In this talk, I will use a tongue-in-cheek AI-first perspective to show how agile frameworks, built to optimise human performance, are rapidly becoming strategic liabilities in this new context. We will explore why clinging to legacy practices designed for human coordination will throttle innovation, create artificial bottlenecks, and ultimately cede critical competitive advantage to those who embrace a new, AI-native paradigm.
Using the AI-first perspective, the talk will dismantle the core tenets of Scrum, demonstrating how its Scrum events and artifacts – from daily stand-ups and fixed-length sprints to manual estimation and code reviews – fail when confronted with a primarily AI-driven workflow. These practices, once essential for managing human teams, become sources of inefficiency and redundancy.
Then comes the good news. The agile philosophy as a whole should by no means be discarded, but rather evolve into a more refined set of principles and practices that leverage the capabilities of artificial intelligence without inhibiting human performance. The core values of the Agile Manifesto, when re-interpreted, endure as a crucial strategic compass. They evolve from a guide for development teams into an essential governance framework for managing autonomous production systems, ensuring that machine-speed execution remains aligned with human intent and customer value.
The transition to this new era presents a strategic choice for every organisation: an evolutionary path versus a revolutionary one. The evolutionary approach involves augmenting current agile teams with AI, supercharging their capabilities while preserving familiar structures.
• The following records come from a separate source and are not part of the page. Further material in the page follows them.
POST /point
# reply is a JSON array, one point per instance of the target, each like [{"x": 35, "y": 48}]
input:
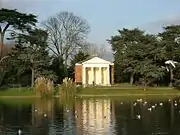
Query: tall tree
[
  {"x": 66, "y": 33},
  {"x": 170, "y": 39},
  {"x": 80, "y": 56},
  {"x": 31, "y": 53},
  {"x": 126, "y": 50},
  {"x": 17, "y": 21}
]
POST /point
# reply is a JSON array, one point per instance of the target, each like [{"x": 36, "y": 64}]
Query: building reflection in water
[{"x": 95, "y": 116}]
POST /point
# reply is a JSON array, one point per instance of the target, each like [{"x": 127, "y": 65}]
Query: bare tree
[
  {"x": 93, "y": 49},
  {"x": 66, "y": 34}
]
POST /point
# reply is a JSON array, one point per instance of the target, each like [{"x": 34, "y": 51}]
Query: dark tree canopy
[{"x": 16, "y": 21}]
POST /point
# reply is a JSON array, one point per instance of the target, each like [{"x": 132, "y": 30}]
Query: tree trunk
[
  {"x": 131, "y": 78},
  {"x": 171, "y": 77},
  {"x": 1, "y": 43},
  {"x": 66, "y": 67},
  {"x": 32, "y": 77}
]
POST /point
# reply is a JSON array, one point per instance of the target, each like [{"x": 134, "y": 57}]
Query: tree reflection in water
[{"x": 90, "y": 117}]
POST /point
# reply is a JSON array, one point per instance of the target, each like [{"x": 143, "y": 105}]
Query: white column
[
  {"x": 92, "y": 75},
  {"x": 108, "y": 75},
  {"x": 84, "y": 75},
  {"x": 100, "y": 76}
]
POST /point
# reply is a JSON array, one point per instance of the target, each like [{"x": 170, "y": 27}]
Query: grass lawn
[
  {"x": 126, "y": 90},
  {"x": 17, "y": 92}
]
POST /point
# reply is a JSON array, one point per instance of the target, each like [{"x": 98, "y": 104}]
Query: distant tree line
[
  {"x": 49, "y": 50},
  {"x": 52, "y": 50},
  {"x": 147, "y": 59}
]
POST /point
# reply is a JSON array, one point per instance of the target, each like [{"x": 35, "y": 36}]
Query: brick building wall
[{"x": 78, "y": 74}]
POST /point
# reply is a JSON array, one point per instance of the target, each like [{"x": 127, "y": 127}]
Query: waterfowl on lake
[{"x": 19, "y": 132}]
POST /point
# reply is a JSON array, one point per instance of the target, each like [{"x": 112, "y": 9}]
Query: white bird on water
[
  {"x": 45, "y": 115},
  {"x": 19, "y": 132},
  {"x": 171, "y": 62},
  {"x": 138, "y": 116},
  {"x": 150, "y": 109}
]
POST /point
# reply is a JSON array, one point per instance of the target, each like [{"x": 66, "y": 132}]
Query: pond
[{"x": 91, "y": 116}]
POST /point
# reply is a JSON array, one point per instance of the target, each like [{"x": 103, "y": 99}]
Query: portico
[{"x": 95, "y": 71}]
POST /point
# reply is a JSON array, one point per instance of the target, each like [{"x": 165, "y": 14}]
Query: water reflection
[
  {"x": 91, "y": 117},
  {"x": 95, "y": 117}
]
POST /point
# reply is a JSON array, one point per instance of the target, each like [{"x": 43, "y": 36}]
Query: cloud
[{"x": 157, "y": 26}]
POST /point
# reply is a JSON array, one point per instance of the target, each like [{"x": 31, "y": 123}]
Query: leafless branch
[{"x": 65, "y": 31}]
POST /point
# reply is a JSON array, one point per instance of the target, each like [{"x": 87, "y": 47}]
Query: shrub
[
  {"x": 68, "y": 88},
  {"x": 44, "y": 87}
]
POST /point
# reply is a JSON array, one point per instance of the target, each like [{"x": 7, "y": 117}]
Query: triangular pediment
[{"x": 96, "y": 60}]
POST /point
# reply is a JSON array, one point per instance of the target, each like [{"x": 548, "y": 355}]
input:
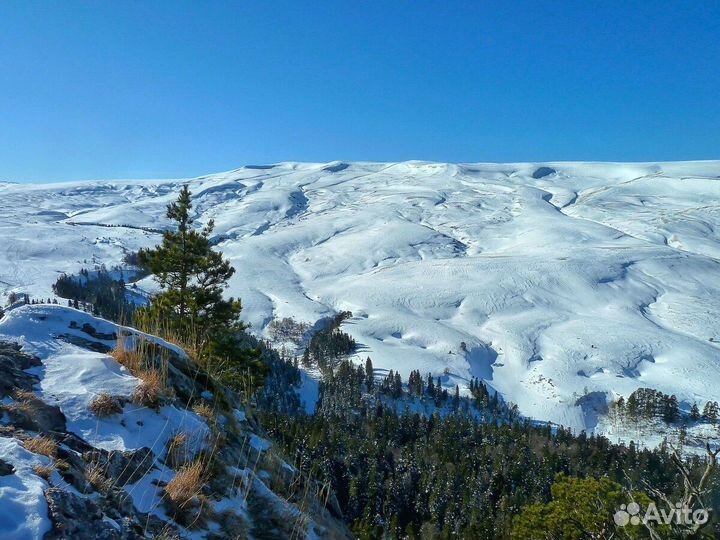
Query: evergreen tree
[
  {"x": 192, "y": 277},
  {"x": 694, "y": 413},
  {"x": 369, "y": 374}
]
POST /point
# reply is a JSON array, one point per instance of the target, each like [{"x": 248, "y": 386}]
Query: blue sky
[{"x": 167, "y": 89}]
This path offers immediate productivity gains and serves as a crucial transitional phase. The revolutionary approach, however, involves building entirely new, AI-native operating models from the ground up.
We will explore several emerging paradigms that might replace the current agile workflows – including decentralized Autonomous Agent Swarms, structured Orchestrated Specialist Pipelines, and self-managing Prompt-Chained Workflows – providing a comparative analysis of their strengths, weaknesses, and ideal applications.
We wrap up with a discussion on what executives, technology leaders, investors – but most importantly, agile coaches – should do today in order to successfully manage this shift, moving from a culture of human-centric process to one of AI-native value creation. The goal is to equip ourselves with the foresight to build the organisations that will lead, rather than follow, in the age of autonomous development.

Michael Sender
Michael Sender is an experienced tech start-up and scale-up veteran, agile coach, OKR coach, futurist, personal productivity methodologist and the creator of the Kandike productivity method.
He has built and scaled the largest online marketplace in Belarus and led a total of six different companies as CEO. Today he is a consultant at P3 and focuses on AI-first scaling and scaled agile frameworks. He also has a track record as a publicist, blogger and the author of the highly praised satirical novel Aliens About Humans.